Chris Caspanello, an avid Spark developer, demonstrates how you can use OverOps to find errors in your Spark app. As Chris states, “Configuration issues, formatting issues, data issues, and outdated code can all wreak havoc on Spark work. In addition, operational challenges whether it’s cluster size or access to debug production issues are difficult. OverOps’ ability to detect exactly why something is broken and see a situation “A variable is invaluable in a distributed computing environment. It makes it possible to identify and resolve critical anomalies quickly and easily.”
If you are a Spark developer and are having the above or similar issues, OverOps can be a game changer. Try OverOps for free for 14 days now.
GitHub files: https://github.com/ccaspanello/overops-spark-blog
Data path not defined property
When developing transformations, most customers will use HDFS to read files. This will be a URL like `hdfs: // mycluster / path / to / data`. However, some clients will redirect local files to nodes and use a URL like `file: // path / to / data`. Unfortunately this is not true. The URL format is [schema]: //[host]/[path]. If you release the host, you will need ‘file: /// path / to / data’ with 3 slash lines forward. When the spark job is submitted to the cluster, the job will die a horrible death with little to no indication of what happened. This was fixed with pre-path validation, but finding the root cause was not easy and took a long time (more on that below). If only I had OverOps, I could quickly and easily understand why it broke. I could look at the continuous reliability console and see where the error occurred and what the error was, along with the variable state that went into the function.

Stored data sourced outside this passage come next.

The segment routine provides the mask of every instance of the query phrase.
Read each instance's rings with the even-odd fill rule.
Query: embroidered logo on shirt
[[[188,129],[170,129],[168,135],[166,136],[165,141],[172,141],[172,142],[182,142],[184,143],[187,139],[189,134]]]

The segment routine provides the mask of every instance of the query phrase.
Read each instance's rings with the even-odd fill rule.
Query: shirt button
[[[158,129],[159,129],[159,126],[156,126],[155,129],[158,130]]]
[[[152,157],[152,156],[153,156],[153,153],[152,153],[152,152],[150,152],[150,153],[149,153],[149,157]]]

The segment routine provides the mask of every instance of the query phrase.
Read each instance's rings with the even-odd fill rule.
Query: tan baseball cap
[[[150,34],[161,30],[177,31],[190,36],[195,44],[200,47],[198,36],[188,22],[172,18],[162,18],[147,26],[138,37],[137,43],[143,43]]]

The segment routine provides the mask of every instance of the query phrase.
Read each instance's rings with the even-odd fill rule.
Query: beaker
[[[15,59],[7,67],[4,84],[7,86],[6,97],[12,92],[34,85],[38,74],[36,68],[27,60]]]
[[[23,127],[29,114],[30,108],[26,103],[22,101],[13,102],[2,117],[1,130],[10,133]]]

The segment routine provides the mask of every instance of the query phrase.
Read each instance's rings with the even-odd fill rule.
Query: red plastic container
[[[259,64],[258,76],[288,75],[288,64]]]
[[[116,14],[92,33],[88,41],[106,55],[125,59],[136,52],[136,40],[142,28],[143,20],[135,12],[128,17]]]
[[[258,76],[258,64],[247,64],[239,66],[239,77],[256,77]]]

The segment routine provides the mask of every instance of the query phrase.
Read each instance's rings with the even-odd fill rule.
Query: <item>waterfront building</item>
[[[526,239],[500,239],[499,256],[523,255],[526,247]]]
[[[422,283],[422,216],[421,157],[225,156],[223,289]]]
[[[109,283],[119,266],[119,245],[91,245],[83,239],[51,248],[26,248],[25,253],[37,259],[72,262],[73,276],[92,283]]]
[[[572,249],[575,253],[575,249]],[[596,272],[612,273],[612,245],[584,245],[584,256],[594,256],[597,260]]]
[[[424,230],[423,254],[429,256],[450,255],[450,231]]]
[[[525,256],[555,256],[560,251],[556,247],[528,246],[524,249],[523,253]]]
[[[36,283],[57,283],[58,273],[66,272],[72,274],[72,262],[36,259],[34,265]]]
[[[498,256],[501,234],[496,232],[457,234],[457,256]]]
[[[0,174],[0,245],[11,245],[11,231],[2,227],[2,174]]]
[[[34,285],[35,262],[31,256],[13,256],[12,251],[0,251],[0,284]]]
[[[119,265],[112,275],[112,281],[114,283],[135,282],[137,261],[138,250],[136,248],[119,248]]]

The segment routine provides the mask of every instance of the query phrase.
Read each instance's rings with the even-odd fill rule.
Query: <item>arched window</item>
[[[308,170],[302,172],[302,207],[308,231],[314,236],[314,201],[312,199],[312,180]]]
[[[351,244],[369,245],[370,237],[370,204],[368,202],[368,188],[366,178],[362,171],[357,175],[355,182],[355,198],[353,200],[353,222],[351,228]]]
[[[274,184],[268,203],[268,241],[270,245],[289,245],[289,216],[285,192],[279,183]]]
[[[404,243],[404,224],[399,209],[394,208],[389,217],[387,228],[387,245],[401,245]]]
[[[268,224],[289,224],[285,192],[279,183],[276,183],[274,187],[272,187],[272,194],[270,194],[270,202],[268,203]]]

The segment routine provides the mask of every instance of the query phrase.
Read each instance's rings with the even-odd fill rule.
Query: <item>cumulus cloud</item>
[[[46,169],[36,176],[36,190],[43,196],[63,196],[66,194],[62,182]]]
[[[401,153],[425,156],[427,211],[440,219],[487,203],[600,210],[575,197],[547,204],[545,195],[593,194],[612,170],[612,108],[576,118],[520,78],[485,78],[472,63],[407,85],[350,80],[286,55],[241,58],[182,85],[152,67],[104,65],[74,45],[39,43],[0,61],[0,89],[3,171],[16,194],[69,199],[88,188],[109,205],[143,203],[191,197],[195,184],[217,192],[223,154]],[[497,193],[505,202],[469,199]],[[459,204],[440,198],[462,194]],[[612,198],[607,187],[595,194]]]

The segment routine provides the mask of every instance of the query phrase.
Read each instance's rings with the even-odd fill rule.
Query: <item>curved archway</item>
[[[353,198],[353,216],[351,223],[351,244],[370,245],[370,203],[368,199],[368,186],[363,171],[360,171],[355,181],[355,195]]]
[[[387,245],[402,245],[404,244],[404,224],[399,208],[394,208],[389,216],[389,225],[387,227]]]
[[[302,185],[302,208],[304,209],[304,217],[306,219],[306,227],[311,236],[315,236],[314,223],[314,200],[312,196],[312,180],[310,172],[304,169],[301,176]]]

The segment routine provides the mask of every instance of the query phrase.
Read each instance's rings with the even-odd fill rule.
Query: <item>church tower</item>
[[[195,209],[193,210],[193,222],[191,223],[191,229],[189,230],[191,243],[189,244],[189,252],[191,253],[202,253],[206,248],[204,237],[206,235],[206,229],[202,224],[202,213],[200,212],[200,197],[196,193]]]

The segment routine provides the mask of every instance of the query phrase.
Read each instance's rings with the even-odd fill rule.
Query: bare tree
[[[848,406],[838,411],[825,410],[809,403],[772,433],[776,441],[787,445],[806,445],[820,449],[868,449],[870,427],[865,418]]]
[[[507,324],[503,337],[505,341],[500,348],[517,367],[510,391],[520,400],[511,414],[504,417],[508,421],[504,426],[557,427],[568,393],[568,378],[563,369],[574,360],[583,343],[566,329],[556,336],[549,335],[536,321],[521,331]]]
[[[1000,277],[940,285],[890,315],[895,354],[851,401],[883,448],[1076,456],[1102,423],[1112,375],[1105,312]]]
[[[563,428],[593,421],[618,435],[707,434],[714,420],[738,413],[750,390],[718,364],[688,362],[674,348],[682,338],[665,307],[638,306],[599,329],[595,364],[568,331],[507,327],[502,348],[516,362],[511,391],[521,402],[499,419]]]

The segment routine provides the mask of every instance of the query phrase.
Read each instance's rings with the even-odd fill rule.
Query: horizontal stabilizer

The Spark user interface is great. . . When it is running
In the previous example I mentioned that finding the root cause of failure in Spark work is not easy and time consuming. This is because of how Spark’s user interface works. The Spark user interface consists of many parts: Master, Worker and Job screens. The Master and Worker screens run all the time and contain details about statistics of each service. While the Spark job is running, the job screens are available and look like this:
Here you can see which steps are enabled and get logs for running / failing steps. These logs can be useful for finding failures. Unfortunately, when the job ends or fails, the service dies and you can no longer access the logs through the web user interface. Since OverOps recognized the event, I could see it there along with the whole changing situation.
Missing titles in some files
In this example, I wrote the Spark app and tested it locally on a sample file. Everything worked fine. However, then I ran the work in my cluster in front of a real data set and it failed with the following error:
IllegalArgumentException: ‘The market does not exist. Available: US, 16132861,. . . ‘
As you can see, the exception had data in the rows and that’s good. But that alone is not enough to let us know what’s going on. Since OverOps captures a changing state while the exception is occurring, I was able to see that the schema was actually empty. The main reason was that I did not have a title bar for each part file.
In this example, there is an error similar to the one above.
IllegalArgumentException: “ID does not exist. Available: id, first_name, last_name, email, gender, ip_address”
But in this case I had a column header on my files. What happens then? Looking at the variable state in OverOps, I can see that my schema has one column named:
id, first_name, last_name, email, gender, ip_address. It tells me my separator is bad.
Scale with unknown data
Big data developers often test a small subset of data .Limit (200) . But what happens when unexpected data enters the system? Are you crashing the app? Or do you swallow the error and move on? This is always a hot topic, but in any case OverOps can find the exact place where the data could not be analyzed.
In this example the original app was coded to get a male / female gender. We now see a new valid gender value. In our scenario, we need to update our app to include POLYGENDER as well.
Apart from coding problems there are also operational challenges:
- In large Spark clusters with 100 nodes, finding the right job to find the right log is a very difficult task. This is where the Spark History server comes in handy, but sometimes cluster managers lock it in and the developer may not even have permission.
- OverOps gives us a central place to go for any error that occurs.
- Running work on massive data sets can take hours (so sometimes records are ignored or redirected).
- OverOps can detect anomalies as they occur so we can kill our work sooner and adjust the code.
- This can be a means of double cost savings: reducing developer time and reducing cloud resources invested in running a bad job.
- Sometimes logs are off to speed up / save resources
- Even if logs are turned off in the app, log events and exceptions can still be captured
As you can see, there are configuration issues, formatting issues, data issues and outdated code that can all wreak havoc on Spark work. In addition, operational challenges whether it be cluster size or access make it difficult to debug manufacturing issues. The ability of OverOps to detect exactly why something is broken and see a changing state is invaluable in a distributed computing environment. This makes it possible to identify and resolve critical exceptions quickly and easily. So if you are developing Spark and are having the above issues or similar issues, you may want to try OverOps.
Try OverOps with 14 days free trial
So if you are developing Spark and are having the above issues or similar issues, you may want to try OverOps. Get started now for free.